12/2 So I am trying to convince my company to take disaster planning
more seriously. Does anyone have any hard numbers on how often
data centers fail? I mean blow up, burn down, flood, etc, with
total loss of all services for an extended period of time.
\_ hard numbers tend to be SEKRET. But check out Yahoo's recent
outage and UltraDNS' outage. Those were both pretty bad.
\_ I don't know, but I am in the same predicament. Instead of
focusing on _TOTAL FAILURE_ (which is rare and evokes a
response of "In a 10.2 earthquake I am not coming in to work
anyway, because I am going to go check on my kids and
get my gun, buddy.") focus on real problems which are much more
likely to occur: power outages, localized floods, localized fires,
etc. The entire data center does not have to blow up for there
to be a major, major problem.
\_ What are the likelihood of those events then? This is pretty
important engineering data, someone must study this.
\_ Any company that has a lot of data would know.
Insurance companies, government data on disaster, etc.
\_ 1. This is going to vary based on a lot of factors like
your geography, industry, utilities, building construction
etc. I would argue it is so specialized to your site
that averages do not matter. Plus, we all have
different needs as far as availability and uptime.
\_ I don't care what your needs are, I can determine that
for my own company (okay I actually make a menu list
and senior executives make the decision based on my
risk analysis vs. cost). What I need is hard data to
make an informed risk analysis. What is the MTBF for
an entire data center? It is in Dallas if you really
think that matters.
\_ Listen, guy. I am trying to help you. I don't
need attitude from you. The MTBF between a data
center made of concrete and buried a mile under
the Rockies is quite different from the MTBF for
a data center built out of paper next to the banks
of the Mississippi. So MTBF for "the average data
center" has very little bearing on _your_ MTBF.

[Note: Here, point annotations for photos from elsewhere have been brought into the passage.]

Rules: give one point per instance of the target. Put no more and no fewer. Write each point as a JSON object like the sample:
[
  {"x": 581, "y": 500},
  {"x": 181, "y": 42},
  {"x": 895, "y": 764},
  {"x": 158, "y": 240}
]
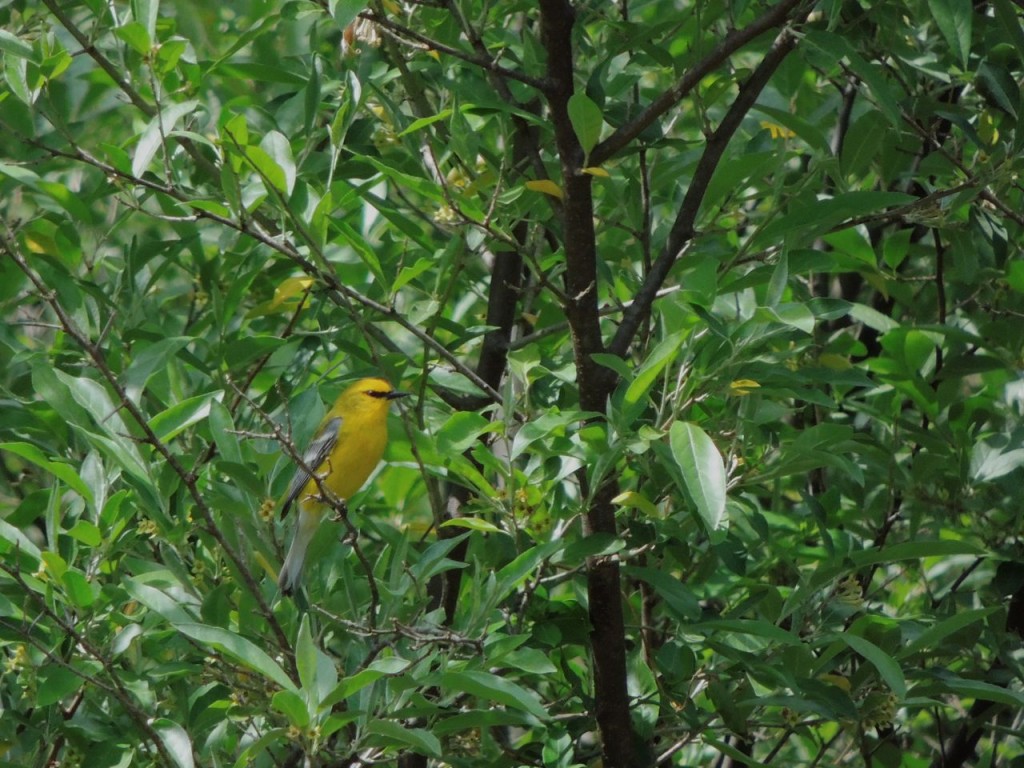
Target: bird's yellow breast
[{"x": 361, "y": 439}]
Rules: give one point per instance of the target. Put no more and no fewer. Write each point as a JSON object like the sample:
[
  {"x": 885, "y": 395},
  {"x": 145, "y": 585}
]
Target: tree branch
[{"x": 682, "y": 229}]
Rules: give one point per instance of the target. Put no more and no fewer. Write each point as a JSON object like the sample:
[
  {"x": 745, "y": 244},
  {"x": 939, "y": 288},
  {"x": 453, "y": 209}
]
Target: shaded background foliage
[{"x": 712, "y": 312}]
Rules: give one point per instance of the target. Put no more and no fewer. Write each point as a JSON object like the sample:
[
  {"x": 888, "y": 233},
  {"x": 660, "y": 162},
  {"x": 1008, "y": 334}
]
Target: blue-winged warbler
[{"x": 348, "y": 445}]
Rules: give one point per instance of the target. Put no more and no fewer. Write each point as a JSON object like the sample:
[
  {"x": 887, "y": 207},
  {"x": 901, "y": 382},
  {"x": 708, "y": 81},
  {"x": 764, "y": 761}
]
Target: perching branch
[{"x": 186, "y": 477}]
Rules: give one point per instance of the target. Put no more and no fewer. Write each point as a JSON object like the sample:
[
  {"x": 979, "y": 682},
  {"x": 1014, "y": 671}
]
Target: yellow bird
[{"x": 348, "y": 445}]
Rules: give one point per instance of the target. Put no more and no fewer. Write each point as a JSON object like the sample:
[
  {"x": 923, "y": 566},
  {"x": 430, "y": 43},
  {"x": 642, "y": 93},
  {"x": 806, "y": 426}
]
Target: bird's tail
[{"x": 290, "y": 578}]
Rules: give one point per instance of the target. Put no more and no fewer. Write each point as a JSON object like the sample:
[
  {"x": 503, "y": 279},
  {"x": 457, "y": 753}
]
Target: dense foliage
[{"x": 712, "y": 315}]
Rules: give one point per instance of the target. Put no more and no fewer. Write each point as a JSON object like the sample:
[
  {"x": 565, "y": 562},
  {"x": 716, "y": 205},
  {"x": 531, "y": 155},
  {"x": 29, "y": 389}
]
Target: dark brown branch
[
  {"x": 683, "y": 227},
  {"x": 607, "y": 638},
  {"x": 735, "y": 40}
]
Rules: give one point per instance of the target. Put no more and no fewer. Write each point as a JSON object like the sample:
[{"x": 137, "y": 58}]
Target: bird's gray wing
[{"x": 314, "y": 456}]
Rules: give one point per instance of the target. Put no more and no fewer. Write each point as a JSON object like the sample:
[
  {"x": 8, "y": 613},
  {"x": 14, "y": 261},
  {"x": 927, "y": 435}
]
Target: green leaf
[
  {"x": 494, "y": 688},
  {"x": 887, "y": 667},
  {"x": 61, "y": 471},
  {"x": 80, "y": 591},
  {"x": 175, "y": 740},
  {"x": 292, "y": 706},
  {"x": 419, "y": 740},
  {"x": 930, "y": 639},
  {"x": 954, "y": 19},
  {"x": 279, "y": 152},
  {"x": 587, "y": 121},
  {"x": 306, "y": 655},
  {"x": 15, "y": 46},
  {"x": 239, "y": 648},
  {"x": 135, "y": 35},
  {"x": 658, "y": 358},
  {"x": 702, "y": 470},
  {"x": 387, "y": 667},
  {"x": 409, "y": 273},
  {"x": 180, "y": 416},
  {"x": 156, "y": 133},
  {"x": 56, "y": 683},
  {"x": 345, "y": 11}
]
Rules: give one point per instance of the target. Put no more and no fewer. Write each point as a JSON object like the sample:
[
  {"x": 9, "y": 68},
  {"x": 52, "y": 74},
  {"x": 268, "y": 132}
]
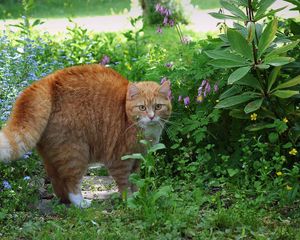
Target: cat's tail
[{"x": 27, "y": 122}]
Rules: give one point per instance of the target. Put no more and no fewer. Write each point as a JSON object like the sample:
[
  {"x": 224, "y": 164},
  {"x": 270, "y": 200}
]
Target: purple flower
[
  {"x": 171, "y": 22},
  {"x": 207, "y": 89},
  {"x": 157, "y": 7},
  {"x": 163, "y": 80},
  {"x": 200, "y": 98},
  {"x": 167, "y": 12},
  {"x": 159, "y": 30},
  {"x": 169, "y": 65},
  {"x": 170, "y": 94},
  {"x": 186, "y": 101},
  {"x": 166, "y": 20},
  {"x": 186, "y": 40},
  {"x": 6, "y": 184},
  {"x": 216, "y": 88},
  {"x": 105, "y": 60},
  {"x": 27, "y": 155}
]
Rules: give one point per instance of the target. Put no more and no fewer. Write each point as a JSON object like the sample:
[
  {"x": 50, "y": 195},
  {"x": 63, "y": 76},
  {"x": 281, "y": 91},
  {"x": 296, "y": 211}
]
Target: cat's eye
[
  {"x": 158, "y": 106},
  {"x": 142, "y": 108}
]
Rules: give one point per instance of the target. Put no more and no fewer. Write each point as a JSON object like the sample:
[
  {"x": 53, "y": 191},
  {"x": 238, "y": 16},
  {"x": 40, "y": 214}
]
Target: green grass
[
  {"x": 193, "y": 217},
  {"x": 169, "y": 39},
  {"x": 203, "y": 4},
  {"x": 69, "y": 8}
]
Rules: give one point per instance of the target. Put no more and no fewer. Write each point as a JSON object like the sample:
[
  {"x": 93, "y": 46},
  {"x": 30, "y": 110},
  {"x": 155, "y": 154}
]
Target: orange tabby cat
[{"x": 82, "y": 115}]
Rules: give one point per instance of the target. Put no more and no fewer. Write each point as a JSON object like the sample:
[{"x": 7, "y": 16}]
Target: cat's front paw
[{"x": 85, "y": 203}]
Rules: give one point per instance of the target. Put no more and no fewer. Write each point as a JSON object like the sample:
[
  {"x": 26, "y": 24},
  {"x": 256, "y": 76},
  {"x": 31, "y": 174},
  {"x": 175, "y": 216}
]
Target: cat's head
[{"x": 148, "y": 103}]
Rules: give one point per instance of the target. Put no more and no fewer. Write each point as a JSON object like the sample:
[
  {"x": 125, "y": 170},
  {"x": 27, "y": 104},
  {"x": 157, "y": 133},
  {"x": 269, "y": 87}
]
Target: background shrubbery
[{"x": 232, "y": 143}]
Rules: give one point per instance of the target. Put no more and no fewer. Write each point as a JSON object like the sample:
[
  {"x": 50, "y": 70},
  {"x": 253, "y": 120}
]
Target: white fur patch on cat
[
  {"x": 21, "y": 145},
  {"x": 79, "y": 201},
  {"x": 5, "y": 148},
  {"x": 153, "y": 132}
]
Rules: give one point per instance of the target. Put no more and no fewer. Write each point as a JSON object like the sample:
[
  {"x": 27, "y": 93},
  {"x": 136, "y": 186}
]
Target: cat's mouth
[{"x": 144, "y": 123}]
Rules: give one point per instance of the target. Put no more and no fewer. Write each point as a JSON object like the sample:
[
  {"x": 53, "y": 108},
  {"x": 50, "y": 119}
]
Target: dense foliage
[{"x": 231, "y": 155}]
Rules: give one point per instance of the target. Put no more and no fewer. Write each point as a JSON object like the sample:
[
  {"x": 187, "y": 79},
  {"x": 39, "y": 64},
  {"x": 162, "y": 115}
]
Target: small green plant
[{"x": 149, "y": 196}]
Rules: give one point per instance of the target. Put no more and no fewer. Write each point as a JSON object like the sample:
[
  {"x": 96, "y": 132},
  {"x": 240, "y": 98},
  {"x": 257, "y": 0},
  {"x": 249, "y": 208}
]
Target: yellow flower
[
  {"x": 253, "y": 117},
  {"x": 293, "y": 152},
  {"x": 199, "y": 98}
]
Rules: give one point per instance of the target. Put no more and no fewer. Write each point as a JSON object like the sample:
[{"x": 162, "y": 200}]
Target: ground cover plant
[
  {"x": 229, "y": 166},
  {"x": 44, "y": 9}
]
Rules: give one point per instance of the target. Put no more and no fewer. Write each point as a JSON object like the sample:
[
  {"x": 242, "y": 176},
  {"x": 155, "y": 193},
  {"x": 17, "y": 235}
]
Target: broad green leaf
[
  {"x": 221, "y": 54},
  {"x": 267, "y": 37},
  {"x": 263, "y": 66},
  {"x": 232, "y": 172},
  {"x": 287, "y": 145},
  {"x": 243, "y": 2},
  {"x": 285, "y": 93},
  {"x": 251, "y": 81},
  {"x": 156, "y": 147},
  {"x": 283, "y": 49},
  {"x": 263, "y": 6},
  {"x": 272, "y": 77},
  {"x": 133, "y": 156},
  {"x": 224, "y": 63},
  {"x": 278, "y": 61},
  {"x": 253, "y": 106},
  {"x": 223, "y": 16},
  {"x": 230, "y": 92},
  {"x": 239, "y": 44},
  {"x": 238, "y": 113},
  {"x": 235, "y": 100},
  {"x": 259, "y": 126},
  {"x": 270, "y": 13},
  {"x": 234, "y": 10},
  {"x": 238, "y": 74},
  {"x": 273, "y": 137},
  {"x": 250, "y": 31},
  {"x": 293, "y": 82}
]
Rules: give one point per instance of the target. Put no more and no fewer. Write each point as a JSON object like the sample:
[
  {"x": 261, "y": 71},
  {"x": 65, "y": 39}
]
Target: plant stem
[{"x": 255, "y": 58}]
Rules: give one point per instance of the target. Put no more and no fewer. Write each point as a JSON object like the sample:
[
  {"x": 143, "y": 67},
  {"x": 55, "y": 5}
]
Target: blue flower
[{"x": 6, "y": 184}]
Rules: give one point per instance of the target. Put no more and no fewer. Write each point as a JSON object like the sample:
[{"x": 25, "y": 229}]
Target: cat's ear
[
  {"x": 165, "y": 88},
  {"x": 133, "y": 90}
]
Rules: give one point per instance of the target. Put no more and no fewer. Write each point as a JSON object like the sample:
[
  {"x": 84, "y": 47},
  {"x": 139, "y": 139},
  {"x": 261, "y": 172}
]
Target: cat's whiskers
[{"x": 132, "y": 125}]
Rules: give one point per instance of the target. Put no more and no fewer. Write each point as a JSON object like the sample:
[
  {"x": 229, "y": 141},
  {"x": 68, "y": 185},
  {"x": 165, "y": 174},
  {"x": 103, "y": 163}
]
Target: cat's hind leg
[
  {"x": 120, "y": 171},
  {"x": 66, "y": 170}
]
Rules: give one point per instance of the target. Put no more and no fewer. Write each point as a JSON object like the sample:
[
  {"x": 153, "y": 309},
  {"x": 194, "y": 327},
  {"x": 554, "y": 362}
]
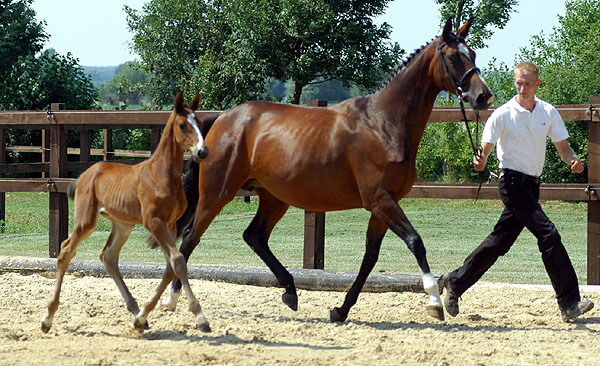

Hell yes it matters that you are in Dallas versus,
say, Somalia, dipshit.
\_ I'm not the op, but my reading comprehension
is a lot better than yours so let me help you
out. The disaster planning guy simply wants
a real life story of a disaster that was
averted due to planning. A story, albeit
irrelevant to actual circumstances, is
sometimes more powerful than listing boring
numbers that a lot of the upper management
MBA business dudes don't understand and
don't want to hear.
\_ Good point, but it's not what the guy asked
for. He asked for "hard data" for a
"risk analysis". Your reading comprehension
sucks.
\_ why don't we let the op decide -pp
\_ I suspect that in the public sector, the best
way to empire build is to create a horrific
scenario that only you can solve, by the
application of a multi-million dollar budget
and a bevy of new hires. This explains crazy
shit like having thousands of Federal officers
force everyone to take off their shoes before
forcing everyone to take off their shoes before
flying and data centers a mile underground.
In the private sector, you have to do a Cost-
Benefit analysis to prove that what you want
to accomplish makes financial sense. So anecdotes
won't do, though they might help. Your reminder
that historical data is the best way to go is
useful though, our DC provider is AT&T who
surely must have already done this analysis. I
will ask them. Thank you for your advice.
\_ You're an idiot.
2. This is not easy data to find. I am guessing companies
do not like to make this info public. Sungard keeps
some statistics like:
a. Hardware failure remains the leading cause of business
disruption (almost 50%)
b. Problems resulting from disruptions to power
supplies account for more than one-quarter (26%) of
customer disaster invocations
c. Flooding and infrastructure-related problems such
as air conditioning faults and failure of uninterrupted
power supply systems were the third biggest cause of
business disruption.
d. The average customer affected by Katrina used the
backup facility for 22 days.
\_ Can you point me to the Sungard info? Thanks.
3. What we did was analyze our own site and infrastructure
over the last 30 years. Sure, we might be missing the
100 year flood and 100 million year meteor impact, but it
gives us a good idea of events likely to occur and
protecting against those does a pretty good job
against the rare events, too, in most cases.
\_ This company does not have that kind of data available
internally, for one thing we are only 15 years old.
Plus we only are in a few datacenters, so we just
don't have enough data points.
\_ Certainly you can examine the last 15 years
and for certain catastrophes like hurricanes
you can go back even before the company existed.
For example, we have a good idea of how often
earthquakes strike California. You should have
a good idea of how often disastrous tornadoes
(or whatever) strike your area even if the
the last one happened in 1950. In our case we
expect a wildfire every 50 years, an earthquake
every 20 years, a windstorm every decade, etc.
Figure this out for your own site and then add
in other variables like construction of your
buildings, physical security (terrorism),
how good your utilities have been over the
15 years you have data (blackouts), etc. |